Journaliste : Simon Loueckhote, il y a un an, s'était désisté, avait-il dit, pour reprendre son expression, en conscience et en responsabilité. Il le faisait, à la fois au nom de l'union des non-indépendantistes, et puis pour éviter l'élection d'un candidat indépendantistes. C'est plus valable, cette fois-ci, puisqu'on a cru comprendre qu'il allait se maintenir ?

Thierry Santa : Clairement, c'est ce qui a été annoncé hier, c'est la décision que nous avons prise tous ensemble, de maintenir la candidature de Simon jusqu'au troisième tour et nous incitons Calédonie ensemble à se désister en faveur de Simon au troisième tour, s'ils ne le font pas, déjà au premier et au deuxième. C'est l'objectif de la démarche aujourd'hui. Et si éventuellement les choses se passent, hélas, comme ça risque de se passer et que ça se finisse par l'élection d'un indépendantiste à la tête du Congrès, Calédonie ensemble en supportera les conséquences.

Journaliste : En gros, vous dites, c'est le principe républicain qui doit s'appliquer ?

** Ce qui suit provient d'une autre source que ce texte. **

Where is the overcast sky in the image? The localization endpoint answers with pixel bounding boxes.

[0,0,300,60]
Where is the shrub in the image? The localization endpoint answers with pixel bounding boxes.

Thierry Santa : Bien entendu. Je veux dire, encore une fois, certainement avec le nombre de voix qui constitue l'entente qui est la nôtre, que Simon Loueckhote sera forcément en tête des suffrages pour les deux premiers tours. Donc, le principe républicain veut que le deuxième se désiste au profit du premier.

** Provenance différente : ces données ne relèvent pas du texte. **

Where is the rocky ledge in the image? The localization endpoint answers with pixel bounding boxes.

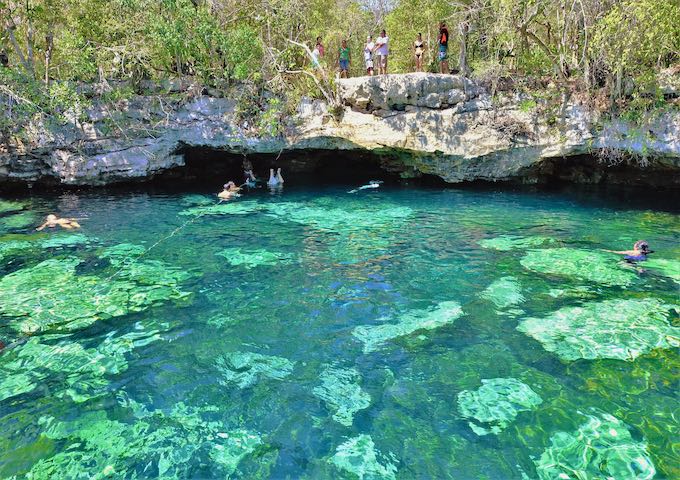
[0,73,680,187]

Journaliste : Donc, vous appelez Calédonie ensemble à se désister au troisième tour ou au deuxième tour, très clairement, en faveur de Simon Loueckhote ?

Thierry Santa : Effectivement.

Journaliste : Et vous pensez que ça va être fait, que vous allez être entendu, cette fois-ci ?

Thierry Santa : J'espère surtout qu'ils vont entendre ce qu'attendent les Calédoniens. C'est pas forcément nous qu'ils doivent entendre, c'est bien ce qu'attendent la population loyaliste calédonienne, c'est bien cette union, je le répète, de tous les partis favorable au maintien de la Calédonie dans la France. Donc, j'espère qu'ils vont entendre ce message et que le plus représentatif de cette union, sans qu'il soit marqué, ni Rassemblement, ni Calédonie ensemble, c'est bien Simon Loueckhote, et c'est bien autour de lui que nous devons faire cette union, aujourd'hui.

Journaliste : La réponse, donc, le 8 août. Thierry Santa, merci.